山东大学陈壮&燕山大学黄传真等 | FRESH打印具有可调弹性模量和孔隙率的复杂生物结构

本研究论文聚焦于使用悬浮水凝胶的自由形式可逆嵌入(FRESH)打印方法打印具有可调弹性模量和孔隙率的复杂结构。目前,三维(3D)生物打印已被广泛用于构建硬组织,如骨骼和软骨。然而,构建具有复杂结构的软组织仍然是一个挑战。FRESH打印方法可以克服重力对打印结构的影响,有望成为制备复杂软组织的关键手段。本研究以海藻酸盐和明胶作为墨水基底,通过FRESH方法进行载细胞打印。首先,设计并制备了具有可调孔隙率和机械性能的生物墨水,通过FRESH方法在明胶颗粒支撑浴中进行挤出打印。

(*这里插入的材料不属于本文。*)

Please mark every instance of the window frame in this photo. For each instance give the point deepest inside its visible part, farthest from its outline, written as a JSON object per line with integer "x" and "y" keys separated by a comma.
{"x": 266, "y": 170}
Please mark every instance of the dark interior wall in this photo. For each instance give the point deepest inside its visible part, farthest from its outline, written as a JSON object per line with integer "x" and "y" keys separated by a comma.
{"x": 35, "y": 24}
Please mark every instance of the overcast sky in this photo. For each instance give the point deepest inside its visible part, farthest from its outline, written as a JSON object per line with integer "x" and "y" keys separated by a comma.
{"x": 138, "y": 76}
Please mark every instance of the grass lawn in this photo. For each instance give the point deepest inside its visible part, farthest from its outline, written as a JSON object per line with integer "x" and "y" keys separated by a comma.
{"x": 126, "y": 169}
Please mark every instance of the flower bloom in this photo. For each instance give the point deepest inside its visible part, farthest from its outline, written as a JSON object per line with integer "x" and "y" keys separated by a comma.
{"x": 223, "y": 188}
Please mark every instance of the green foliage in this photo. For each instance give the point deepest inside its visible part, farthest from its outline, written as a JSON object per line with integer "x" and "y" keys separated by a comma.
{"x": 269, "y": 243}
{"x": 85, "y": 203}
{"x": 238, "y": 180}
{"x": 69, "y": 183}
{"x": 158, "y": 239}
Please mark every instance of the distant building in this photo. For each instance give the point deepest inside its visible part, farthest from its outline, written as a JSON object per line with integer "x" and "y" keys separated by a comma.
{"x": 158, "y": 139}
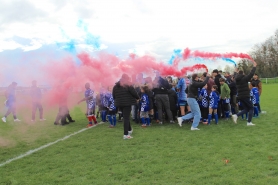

使用流变仪测量墨水的流变性能对打印性进行了分析,并通过模拟进一步分析了油墨的挤出状态。此外,力学测试结果和微观形貌分别显示出打印结构具有可调的弹性模量和孔隙率。通过对FRESH工艺进行优化,实现了一系列复杂结构的打印。最后使用L929成纤维细胞进行载细胞打印,细胞在7天培养中表现出高的活力和良好的增殖特性。所有结果表明,设计的生物墨水具有良好的生物和机械性能,并且可以通过添加细胞相容性材料进一步提高细胞活力,在软组织的打印中显示出良好的潜力。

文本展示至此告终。